出張の最後に立ち寄った北京。紫禁城も万里の長城も現地のパートナーが連夜連れて行ってくれた本格的な中国料理もどれもよかったが、ホテルでブログをアップしようとして、何度やってもつながらないことに気づいた。

中国政府に問題視されるようなことを書いただろうか、いや私のブログなど問題視されるほど影響力はないはず、などとあれこれと考えていたところ、グーグルが中国を撤退していたことを思い出した。色々と試してみると検索のページやGmailはふつうに使えるのだが、同社が提供しているブログのサービスやYou Tubeはつながらなかった。
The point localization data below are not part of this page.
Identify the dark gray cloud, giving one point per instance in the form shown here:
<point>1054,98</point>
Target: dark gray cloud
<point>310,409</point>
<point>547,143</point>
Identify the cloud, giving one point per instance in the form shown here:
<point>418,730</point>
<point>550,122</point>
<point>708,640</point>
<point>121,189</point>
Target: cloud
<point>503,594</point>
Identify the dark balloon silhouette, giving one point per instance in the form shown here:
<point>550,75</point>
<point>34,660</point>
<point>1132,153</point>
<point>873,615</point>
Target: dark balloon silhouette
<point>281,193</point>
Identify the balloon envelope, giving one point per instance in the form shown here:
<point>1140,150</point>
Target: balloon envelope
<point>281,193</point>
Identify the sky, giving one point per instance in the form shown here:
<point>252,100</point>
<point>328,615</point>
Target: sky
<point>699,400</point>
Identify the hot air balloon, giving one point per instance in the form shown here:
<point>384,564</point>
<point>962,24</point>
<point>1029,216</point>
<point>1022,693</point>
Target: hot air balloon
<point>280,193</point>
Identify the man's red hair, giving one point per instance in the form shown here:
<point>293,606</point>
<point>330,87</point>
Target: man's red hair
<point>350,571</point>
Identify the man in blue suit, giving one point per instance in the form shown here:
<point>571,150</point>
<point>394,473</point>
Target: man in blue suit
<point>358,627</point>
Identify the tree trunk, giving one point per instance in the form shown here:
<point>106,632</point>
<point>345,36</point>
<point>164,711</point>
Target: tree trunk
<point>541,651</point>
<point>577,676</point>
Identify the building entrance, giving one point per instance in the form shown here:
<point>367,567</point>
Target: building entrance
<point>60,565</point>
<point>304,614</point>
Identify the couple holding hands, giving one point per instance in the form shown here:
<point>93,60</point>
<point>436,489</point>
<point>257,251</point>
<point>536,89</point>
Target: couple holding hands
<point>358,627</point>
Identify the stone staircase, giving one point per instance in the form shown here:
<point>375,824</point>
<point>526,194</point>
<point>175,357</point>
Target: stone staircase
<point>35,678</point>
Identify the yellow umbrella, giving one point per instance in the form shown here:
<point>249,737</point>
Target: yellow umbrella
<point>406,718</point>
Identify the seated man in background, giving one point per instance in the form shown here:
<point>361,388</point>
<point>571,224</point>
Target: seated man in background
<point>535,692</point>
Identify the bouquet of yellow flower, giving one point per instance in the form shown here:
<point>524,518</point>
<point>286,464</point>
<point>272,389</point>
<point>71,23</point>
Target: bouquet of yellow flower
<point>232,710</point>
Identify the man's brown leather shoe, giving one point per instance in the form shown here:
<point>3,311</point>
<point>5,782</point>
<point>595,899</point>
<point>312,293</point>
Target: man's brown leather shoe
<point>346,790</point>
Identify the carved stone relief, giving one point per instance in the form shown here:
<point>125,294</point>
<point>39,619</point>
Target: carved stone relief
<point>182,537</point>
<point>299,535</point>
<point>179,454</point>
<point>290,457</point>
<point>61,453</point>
知人からFacebookのメッセージが届いていたのだがこれも開けない。やはり中東の民主化デモに使われたツールだから当局が警戒しているのだろうか。

こうして前回のブログのアップが日本に帰国するまで数日遅れてしまったわけだが、同国に行ってはじめて報道でしか知ることのなかった情報統制を自ら体験することとなった。以前のブログに中東の民主化の波が中国にも波及するだろうかと書いたが、中国のパートナーいわく、それはまずないとのこと。そもそも長年情報統制下で暮らしてきた中国国民の多くは民主主義の何たるかを知らないし、むしろヒトラーのような人物が登場したら暮らし向きがよくない大多数の国民の不満のはけ口が他国へ向けられる可能性さえあるとのこと。

彼によると日本での震災後の中国国内のブログはその半数がざまあ見ろ的な内容だという。親日的な彼でさえ、「他国に攻め入ったり支配するのはいいけど一般の人たちを殺しだしたらすべてが正当性を失う。」といった。そういう彼のおじさんも日本軍の犠牲になったそうだ。北京に来ると中国のスケールの大きさを感じる。そしてとにかく人が多い。こんな国にけんかをふっかけられたらたまったものではない。

一党独裁を布いている中国の現政権が第二の天安門事件を起こさないためには国民感情に無頓着でいられるとは思えず、従って親日的な姿勢は取りづらいだろうし日本にとって都合のよい情報を積極的に流すとは考えづらい。こうした現実を踏まえてどうやってこの国と付き合っていけばいいのか。そして日本の為政者にこうした難しいかじ取りができるだろうか・・・。